Input Streams.read() How does it work exactly?

Fabian Andiel :

I'm having the following code :

public static void main(String[] args) throws Exception {

 FileInputStream inputStream = new FileInputStream("c:/data.txt");

 FileOutputStream outputStream = new FileOutputStream("c:/result.txt");

 while (inputStream.available() > 0) {
  int data = inputStream.read(); 
  outputStream.write(data); 
 }

 inputStream.close(); 
 outputStream.close();
}

I dont get my head around the following line: int data = inputStream.read();

Get the bytes of the file c:/data.txt, read byte by byte, and then get concatenated automatically within the variable data or does inputStream.read() read the file c:/data.txt all at once and assign everything to the data variable?

Vishwa Ratna :

From JavaDoc:

A FileInputStream obtains input bytes from a file in a file system. FileInputStream is meant for reading streams of raw bytes such as image data. For reading streams of characters, consider using FileReader

Question: Get the bytes of the file c:/data.txt, read byte by byte, and then get concatenated automatically within the variable data or does inputStream.read() read the file c:/data.txt all at once and assign everything to the data variable?

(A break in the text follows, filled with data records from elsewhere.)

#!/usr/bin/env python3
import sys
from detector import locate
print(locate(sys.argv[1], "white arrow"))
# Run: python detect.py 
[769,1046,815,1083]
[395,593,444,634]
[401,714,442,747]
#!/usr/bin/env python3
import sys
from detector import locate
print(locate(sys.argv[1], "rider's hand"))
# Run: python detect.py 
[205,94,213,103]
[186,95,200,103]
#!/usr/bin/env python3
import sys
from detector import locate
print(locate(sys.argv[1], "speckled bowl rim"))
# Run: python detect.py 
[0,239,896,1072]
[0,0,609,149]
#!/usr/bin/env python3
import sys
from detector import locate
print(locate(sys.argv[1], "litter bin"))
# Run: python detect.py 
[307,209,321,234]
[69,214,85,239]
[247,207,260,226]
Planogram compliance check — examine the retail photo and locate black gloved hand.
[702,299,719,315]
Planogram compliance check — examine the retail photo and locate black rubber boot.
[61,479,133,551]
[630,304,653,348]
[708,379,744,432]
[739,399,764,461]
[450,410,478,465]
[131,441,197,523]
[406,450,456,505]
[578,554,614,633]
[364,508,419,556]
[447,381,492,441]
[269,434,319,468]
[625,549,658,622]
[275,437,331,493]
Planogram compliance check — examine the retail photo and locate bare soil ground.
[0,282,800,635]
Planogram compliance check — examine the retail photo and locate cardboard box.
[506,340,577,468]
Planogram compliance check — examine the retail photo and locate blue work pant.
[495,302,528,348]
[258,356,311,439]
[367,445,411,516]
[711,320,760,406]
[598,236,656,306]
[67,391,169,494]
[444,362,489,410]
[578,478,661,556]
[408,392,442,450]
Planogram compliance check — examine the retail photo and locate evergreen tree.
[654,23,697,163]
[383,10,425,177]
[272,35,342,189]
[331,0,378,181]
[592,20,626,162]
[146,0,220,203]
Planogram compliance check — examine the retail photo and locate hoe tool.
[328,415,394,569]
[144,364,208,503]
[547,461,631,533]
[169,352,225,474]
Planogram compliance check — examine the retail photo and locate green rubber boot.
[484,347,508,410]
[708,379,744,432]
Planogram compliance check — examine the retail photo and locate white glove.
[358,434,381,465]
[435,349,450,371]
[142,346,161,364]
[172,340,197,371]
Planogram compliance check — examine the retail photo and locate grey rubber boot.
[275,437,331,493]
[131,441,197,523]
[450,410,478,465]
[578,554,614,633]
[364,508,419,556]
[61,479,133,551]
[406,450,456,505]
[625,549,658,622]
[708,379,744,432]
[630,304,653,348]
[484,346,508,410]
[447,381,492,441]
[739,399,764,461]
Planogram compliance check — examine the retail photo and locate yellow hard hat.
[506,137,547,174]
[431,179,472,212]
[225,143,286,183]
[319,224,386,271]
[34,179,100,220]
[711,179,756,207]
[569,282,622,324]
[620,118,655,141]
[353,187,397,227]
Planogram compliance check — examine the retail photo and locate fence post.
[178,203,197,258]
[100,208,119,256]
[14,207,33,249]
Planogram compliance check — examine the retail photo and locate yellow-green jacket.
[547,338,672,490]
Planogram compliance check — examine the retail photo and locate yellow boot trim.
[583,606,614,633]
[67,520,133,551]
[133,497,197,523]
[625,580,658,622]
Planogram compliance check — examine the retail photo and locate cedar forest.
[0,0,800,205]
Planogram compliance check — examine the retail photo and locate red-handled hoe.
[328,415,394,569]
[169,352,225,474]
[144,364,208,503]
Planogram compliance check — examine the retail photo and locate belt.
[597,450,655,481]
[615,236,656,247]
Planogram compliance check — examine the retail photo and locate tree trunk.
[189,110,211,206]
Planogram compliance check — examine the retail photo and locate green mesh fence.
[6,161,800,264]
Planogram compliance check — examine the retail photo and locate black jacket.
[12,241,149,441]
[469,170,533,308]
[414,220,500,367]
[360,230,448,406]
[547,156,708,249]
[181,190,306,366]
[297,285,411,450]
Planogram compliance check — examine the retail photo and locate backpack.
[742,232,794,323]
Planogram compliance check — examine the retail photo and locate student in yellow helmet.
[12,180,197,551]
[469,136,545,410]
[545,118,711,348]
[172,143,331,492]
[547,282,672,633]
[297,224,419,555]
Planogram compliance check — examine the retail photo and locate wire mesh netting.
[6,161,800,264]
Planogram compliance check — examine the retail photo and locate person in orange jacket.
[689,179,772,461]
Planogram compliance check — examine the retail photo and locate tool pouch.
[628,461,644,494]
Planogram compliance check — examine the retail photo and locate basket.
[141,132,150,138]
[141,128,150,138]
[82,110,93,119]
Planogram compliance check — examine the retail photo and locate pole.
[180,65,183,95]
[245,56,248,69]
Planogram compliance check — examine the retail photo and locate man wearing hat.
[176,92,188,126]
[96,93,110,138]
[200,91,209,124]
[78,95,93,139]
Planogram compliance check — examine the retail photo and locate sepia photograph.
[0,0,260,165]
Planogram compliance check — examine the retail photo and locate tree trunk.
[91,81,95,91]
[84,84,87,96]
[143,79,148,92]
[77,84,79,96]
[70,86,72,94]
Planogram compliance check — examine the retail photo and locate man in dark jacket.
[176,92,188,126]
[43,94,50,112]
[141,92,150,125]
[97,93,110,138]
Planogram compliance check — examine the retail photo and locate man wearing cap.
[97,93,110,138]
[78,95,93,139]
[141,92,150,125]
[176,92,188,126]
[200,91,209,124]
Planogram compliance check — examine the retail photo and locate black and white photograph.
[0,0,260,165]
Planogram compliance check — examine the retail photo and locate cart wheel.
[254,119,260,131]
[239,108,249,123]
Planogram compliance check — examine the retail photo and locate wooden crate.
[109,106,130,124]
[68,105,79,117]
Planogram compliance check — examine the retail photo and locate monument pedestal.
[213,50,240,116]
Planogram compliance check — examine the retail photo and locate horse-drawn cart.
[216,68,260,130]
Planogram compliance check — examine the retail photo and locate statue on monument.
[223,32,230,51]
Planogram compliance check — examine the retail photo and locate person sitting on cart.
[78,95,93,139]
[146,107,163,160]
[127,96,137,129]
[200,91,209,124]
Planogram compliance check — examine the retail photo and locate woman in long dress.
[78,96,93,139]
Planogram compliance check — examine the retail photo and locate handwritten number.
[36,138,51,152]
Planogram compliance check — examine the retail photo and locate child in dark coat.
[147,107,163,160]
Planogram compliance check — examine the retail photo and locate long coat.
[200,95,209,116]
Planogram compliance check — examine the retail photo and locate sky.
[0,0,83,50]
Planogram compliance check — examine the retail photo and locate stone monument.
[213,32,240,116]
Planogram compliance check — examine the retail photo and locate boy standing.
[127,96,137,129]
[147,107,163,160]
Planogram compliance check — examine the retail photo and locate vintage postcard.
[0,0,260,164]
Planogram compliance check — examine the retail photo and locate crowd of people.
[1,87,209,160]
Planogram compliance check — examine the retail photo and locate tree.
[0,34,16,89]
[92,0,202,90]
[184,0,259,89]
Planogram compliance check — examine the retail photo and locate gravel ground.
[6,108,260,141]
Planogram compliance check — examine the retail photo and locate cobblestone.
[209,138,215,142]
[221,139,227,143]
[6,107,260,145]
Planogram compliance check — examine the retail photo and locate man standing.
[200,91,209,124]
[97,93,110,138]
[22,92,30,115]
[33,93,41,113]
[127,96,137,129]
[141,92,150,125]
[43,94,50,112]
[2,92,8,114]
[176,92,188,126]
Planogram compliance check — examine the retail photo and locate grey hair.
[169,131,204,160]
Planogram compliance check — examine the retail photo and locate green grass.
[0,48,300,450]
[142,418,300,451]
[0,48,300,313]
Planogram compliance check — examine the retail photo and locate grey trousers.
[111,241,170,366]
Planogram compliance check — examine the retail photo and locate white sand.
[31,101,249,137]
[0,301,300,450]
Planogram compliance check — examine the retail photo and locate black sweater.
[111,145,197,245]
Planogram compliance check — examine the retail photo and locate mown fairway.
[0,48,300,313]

To Answer this lets take example:

try {
  FileInputStream fin = new FileInputStream("c:/data.txt");
  int i = fin.read();
  System.out.print((char) i);
  fin.close();
} catch (Exception e) {
  System.out.println(e);
}

Before running the above program a data.txt file was created with text: Welcome to Stackoverflow.

After the execution of above program the console prints single character from the file which is 87 (in byte form), clearly indicating that FileInputStream#read is used to read the byte of data from the input stream.


So , FileInputStream reads data byte by byte.